The Dutch dentist was initially welcomed to the rural French town of Chateau-Chinon, which had been without a dental care provider for two years.
Then the horror stories started.
Now Jacobus Van Nierop is standing trial on charges of aggravated assault and insurance fraud, after scores of patients said he caused them injuries since arriving in town in 2008, Agence France-Presse reports. If found guilty, he could be sentenced to as many as 10 years in prison and fined up to $165,000, according to AFP.
The Associated Press has this account from a woman who said she was treated by the "Dentist of Horror," as he has been dubbed in French media:
"One patient, Sylviane Boulesteix, has said she was unexpectedly summoned to the dental office in central-eastern France in May 2012. Without warning, the dentist pulled eight of her teeth out and immediately fixed dentures on her raw gums. For three hours, the elderly woman says she sat gushing blood.
"In the following days, she says Van Nierop refused to relieve her pain.
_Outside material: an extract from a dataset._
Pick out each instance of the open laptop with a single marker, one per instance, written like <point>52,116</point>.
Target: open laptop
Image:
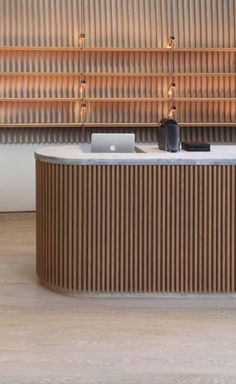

A judicial expert later described a 'cruel and perverse' man whose incompetence made Boulesteix lose several healthy teeth, go through trauma and suffer irreversible damage to her mouth."
According to AFP, some patients said they would wake to find notes asking them to come back for further treatment:
" 'Every time, he would give us what he called 'a little prick' and we were asleep, knocked out,' said Nicole Martin, a retired teacher who lost several teeth to abscesses caused by the horrific operations.
" 'When it was over, we would find a Post-it note saying to come back for an appointment the next day or the day after,' she added."
Martin set up a victims' group to press charges that grew to more than 120 members, according to AFP.
Van Nierop, 51, has said he "suffers from 'psychological problems' including gender identity issues and suicidal tendencies," AFP reports.
He had a blanket over his head when he arrived today at the courthouse in the nearby city of Nevers, AFP reports. He has been incarcerated for the past 18 months.
"What my clients and I expect are explanations," Charles Joseph-Oudin, who is representing some of the victims, tells AFP. "To understand how Mr. Van Nierop could have acted in such a way for so long, how things could have become so bad. Today, we have no explanations. Understanding is the first step of the victims' healing process."
According to the AP, the defendant has "refused to answer questions during the investigation, saying only that the oral health of the people in the region was 'deplorable.' "
Van Nierop was arrested in 2013 but was released and then fled to Canada, AFP reports. He was found in New Brunswick in 2014, extradited to the Netherlands and then sent back to France to stand trial.
According to Vice, the Van Nierop case highlights the problem of France's 192 " 'medical deserts' — areas where the authorities have failed to find successors for retiring doctors." Vice says some 2.5 million people live in these areas.